- Maricopa County Supervisor Bill Gates now has PTSD after relentless attacks during the 2020 election.
- Election deniers upset about the 2020 presidential results harassed Gates, per The Washington Post.
- Gates, a longtime Republican, became withdrawn and angry as a result of the campaign against him and his family.
A Republican official in Arizona revealed that he was diagnosed with post-traumatic stress disorder after election deniers targeted him and his family as a result of the 2020 presidential race.
In an interview with The Washington Post, Bill Gates, the current chair of the influential Maricopa County Board of Supervisors — which has jurisdiction over one of the most politically-competitive counties in the United States — spoke of the challenges that he faced as a result of backing the integrity of the countywide vote in 2020.
A longtime Republican, Gates said he backed former President Donald Trump in the 2016 election and was an elected official in what was a longtime redoubt of the GOP.
But things began to change in 2020 as opponents of the county's COVID-19 protocols railed against mask mandates put into place to curb the spread of the virus.
And after now-President Joe Biden won both Maricopa County and Arizona in November 2020, Trump-aligned Republicans sought to stop the certification of Biden's victory. Those efforts to overturn the result stretched into the next year when the GOP commissioned an audit of the presidential results in the county.
During that time, Trump and many Republicans in his orbit continued to question the integrity of the vote in Arizona without any verifiable proof of fraud.
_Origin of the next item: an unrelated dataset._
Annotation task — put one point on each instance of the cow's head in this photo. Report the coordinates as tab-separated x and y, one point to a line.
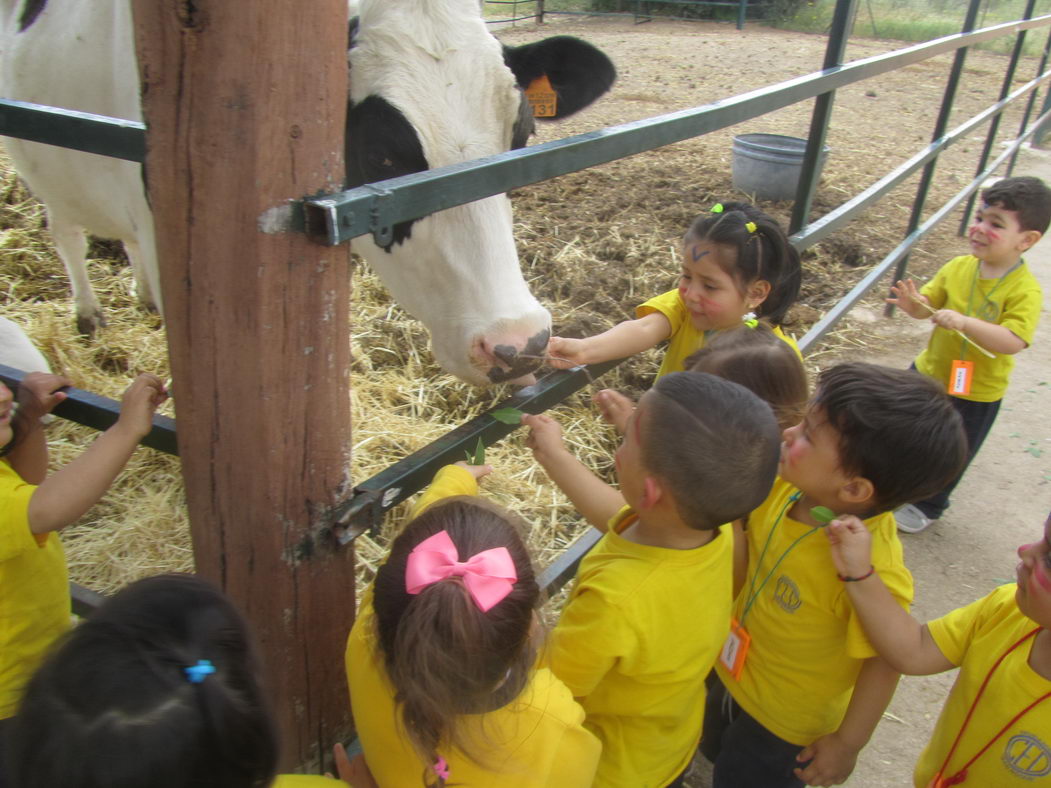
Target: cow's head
430	86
Gates himself faced death threats, while fliers with an image of his face were sent around to his neighbors, according to The Post. Soon, his family began to feel unsafe in their own residence, and briefly left their home to escape the harassment, per the report.
After Gates' usually cheery personality morphed into one that was much more withdrawn, along with his difficulties with sleeping, a loss of appetite, and an increasing propensity to lose his cool during meetings and television interviews, his wife told him he needed to go to therapy.
According to the report, a therapist informed Gates that he had "classic" signs of PTSD, a condition often associated with troops coming home from war.
Gates was dealing with his own battles in Arizona. And as he received the therapy that was helping him tackle his most personal issues, he leaned on his family as they all worked through the difficult experience that had kept them on edge.
"This has been a family journey," he told the newspaper. "We're all working through this together. But we had to understand that we couldn't do this on our own. We had to reach out for help."